Then came the retreat. Lord Livermore, the financial secretary to the Treasury, told journalists the government would not tell supermarkets how to do their job and insisted this isn't about price caps, we would never advocate for that. The Chancellor proposed it on Tuesday. Her own Treasury minister disowned it by Wednesday. The proposal was never formally adopted, never formally withdrawn, and is now being described as something the government never really intended. That sequence describes a government that floated an idea, was told by every relevant authority that it was wrong, and is now pretending it never happened.
The isolation of Reeves at this moment is total. The Bank of England has called her proposal unsustainable. The retail sector has called it preposterous. The food industry has called it a distraction. And on the separate but connected question of Russian oil, General Lord Richard Dannatt, the former head of the Army, used the word shameful. Ben Wallace warned that any weakening of resolve only emboldens Putin. Emily Thornberry, Labour's own chair of the Foreign Affairs Committee, said Ukraine felt very let down. A Chancellor who has lost the confidence of the central bank, the retail sector, the food industry and the military establishment in a single day is not a Chancellor managing a crisis. She is a Chancellor the crisis has overtaken.
The underlying problem remains entirely unchanged. The costs driving food inflation are domestic and documented: National Insurance hikes, minimum wage increases, net zero packaging levies, business rates. The Food and Drink Federation named them. The retail sector named them. The M&S chief told the government directly to reduce tax and regulatory burdens and free us up. The answer to the food inflation crisis is to reverse the policy decisions that created it. That requires the Chancellor to admit that her October 2024 Budget made things worse. She will not do that. So the price signals will continue to be suppressed by other means, the distortions will accumulate, and the bill will eventually arrive in a form that no voluntary cap and no fuel duty freeze can address.
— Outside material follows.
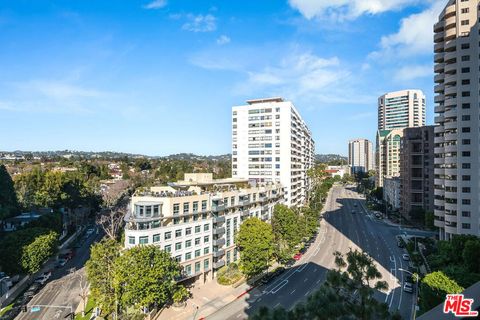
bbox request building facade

The Bank of England has warned inflation could reach 6 per cent. Gilt yields remain close to their highest level in 28 years. Morgan Stanley says the economy will flatline. The bond market has made its judgment. The retail sector has made its judgment. The central bank has made its judgment. Callaghan's ghost is not waiting. It is already in the room.
"Andrew Bailey told the Treasury select committee that price caps on essential items were unsustainable and risked backfiring."